THEME OF THE WEEK: BRINGING IT TOGETHER, ASSESS, DIAGNOSE, AND TREAT
You are working in a behavioral health outpatient setting and your next patient to see complains of depression. He is a 29 year old who tells you that he has a long standing history of depression. The patient recently lost their job of many years and he has been struggling more with depression. He does not feel like he has much of a support system left now. He denies SI or HI. He had been taking over the counter St. Johns wort and prescription escitalopram, which was working well prior to recent events. Since his recent misfortunes, he has tried to increase his doses on his own, which he doesn’t feel has helped much. He does have a history of anxiety and was recently prescribed bupropion. He has noted some palpitations which he attributed to his anxiety. He has not been sleeping well, which he attributes to recent stress. He notes a mild HA over the past few days and did take a dose of sumatriptan yesterday with no improvement. He denies any injury to his head.

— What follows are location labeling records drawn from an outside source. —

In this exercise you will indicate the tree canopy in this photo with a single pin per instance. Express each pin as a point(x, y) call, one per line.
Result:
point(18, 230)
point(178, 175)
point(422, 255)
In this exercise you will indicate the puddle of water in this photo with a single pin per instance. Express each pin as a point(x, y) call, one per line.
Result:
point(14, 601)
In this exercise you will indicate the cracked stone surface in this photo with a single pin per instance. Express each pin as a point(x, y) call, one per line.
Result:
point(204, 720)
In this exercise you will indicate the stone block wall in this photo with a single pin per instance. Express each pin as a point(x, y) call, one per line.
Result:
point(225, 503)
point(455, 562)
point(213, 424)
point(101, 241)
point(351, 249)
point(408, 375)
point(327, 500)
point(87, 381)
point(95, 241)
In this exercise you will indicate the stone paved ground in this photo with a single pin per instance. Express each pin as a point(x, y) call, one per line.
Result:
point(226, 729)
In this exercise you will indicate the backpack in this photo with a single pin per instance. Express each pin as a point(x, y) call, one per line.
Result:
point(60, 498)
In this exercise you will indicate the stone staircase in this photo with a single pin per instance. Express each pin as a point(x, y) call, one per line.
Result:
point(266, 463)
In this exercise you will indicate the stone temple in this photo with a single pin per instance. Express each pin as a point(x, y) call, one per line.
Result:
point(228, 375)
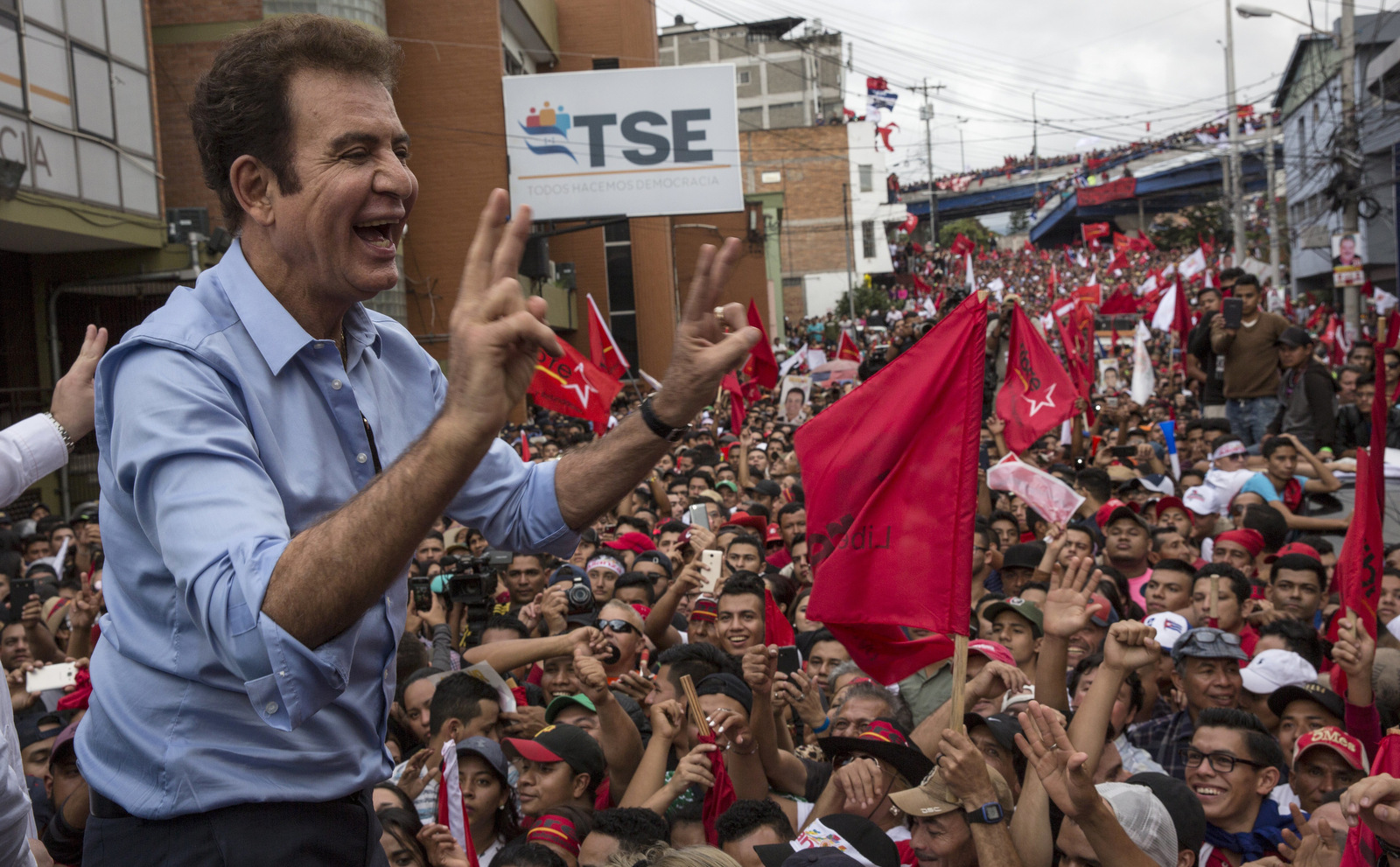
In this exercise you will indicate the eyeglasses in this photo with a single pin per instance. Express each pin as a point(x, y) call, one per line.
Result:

Today he reports he has had some increased anxiety to the point he feels nauseated and his arms/hands are shaking. He did have 2 episodes of vomiting prior to arrival and multiple episodes of diarrhea. He has been experiencing sweating all day today. He feels his symptoms are getting worse.

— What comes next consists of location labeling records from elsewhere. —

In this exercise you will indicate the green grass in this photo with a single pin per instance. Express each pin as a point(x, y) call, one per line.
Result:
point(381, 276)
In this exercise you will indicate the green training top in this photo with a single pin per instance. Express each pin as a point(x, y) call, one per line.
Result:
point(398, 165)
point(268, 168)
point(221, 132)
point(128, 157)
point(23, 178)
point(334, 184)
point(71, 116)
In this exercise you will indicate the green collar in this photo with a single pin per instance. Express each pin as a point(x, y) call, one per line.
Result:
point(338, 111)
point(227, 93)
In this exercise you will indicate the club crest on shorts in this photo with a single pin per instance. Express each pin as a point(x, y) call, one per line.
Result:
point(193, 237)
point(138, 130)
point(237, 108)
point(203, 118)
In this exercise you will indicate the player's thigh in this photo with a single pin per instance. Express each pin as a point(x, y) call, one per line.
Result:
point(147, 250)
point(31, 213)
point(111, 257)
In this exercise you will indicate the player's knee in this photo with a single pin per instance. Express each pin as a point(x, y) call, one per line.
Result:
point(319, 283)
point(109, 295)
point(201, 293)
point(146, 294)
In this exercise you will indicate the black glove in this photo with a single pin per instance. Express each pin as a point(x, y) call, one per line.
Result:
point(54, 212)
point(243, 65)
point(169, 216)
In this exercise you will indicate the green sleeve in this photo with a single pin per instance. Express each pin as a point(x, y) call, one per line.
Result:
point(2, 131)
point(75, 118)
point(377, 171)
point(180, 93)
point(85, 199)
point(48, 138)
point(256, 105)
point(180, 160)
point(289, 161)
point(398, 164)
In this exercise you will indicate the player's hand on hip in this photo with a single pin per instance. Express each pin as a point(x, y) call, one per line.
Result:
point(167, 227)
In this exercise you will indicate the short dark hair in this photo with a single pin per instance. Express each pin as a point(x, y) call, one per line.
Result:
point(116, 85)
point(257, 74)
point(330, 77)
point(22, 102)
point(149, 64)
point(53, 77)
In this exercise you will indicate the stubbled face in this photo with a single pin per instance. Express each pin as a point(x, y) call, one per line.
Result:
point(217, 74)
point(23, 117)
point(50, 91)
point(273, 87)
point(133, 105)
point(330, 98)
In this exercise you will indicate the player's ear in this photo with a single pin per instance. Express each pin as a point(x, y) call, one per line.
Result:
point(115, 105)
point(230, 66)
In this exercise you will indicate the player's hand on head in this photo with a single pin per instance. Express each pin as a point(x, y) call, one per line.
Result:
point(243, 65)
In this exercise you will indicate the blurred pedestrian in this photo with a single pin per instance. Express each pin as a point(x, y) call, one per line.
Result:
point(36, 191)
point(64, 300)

On physical exam you find he is diaphoretic. He seems somewhat anxious/agitated. He does have some fine motor tremors and slightly dilated pupils. He has no unilateral weakness or facial asymmetry. Strength is equal but has some generalized rigidity. His reflexes on his upper extremity are normal but hyperreflexia on examination of his patellar reflexes. ECG, and head CT are unremarkable.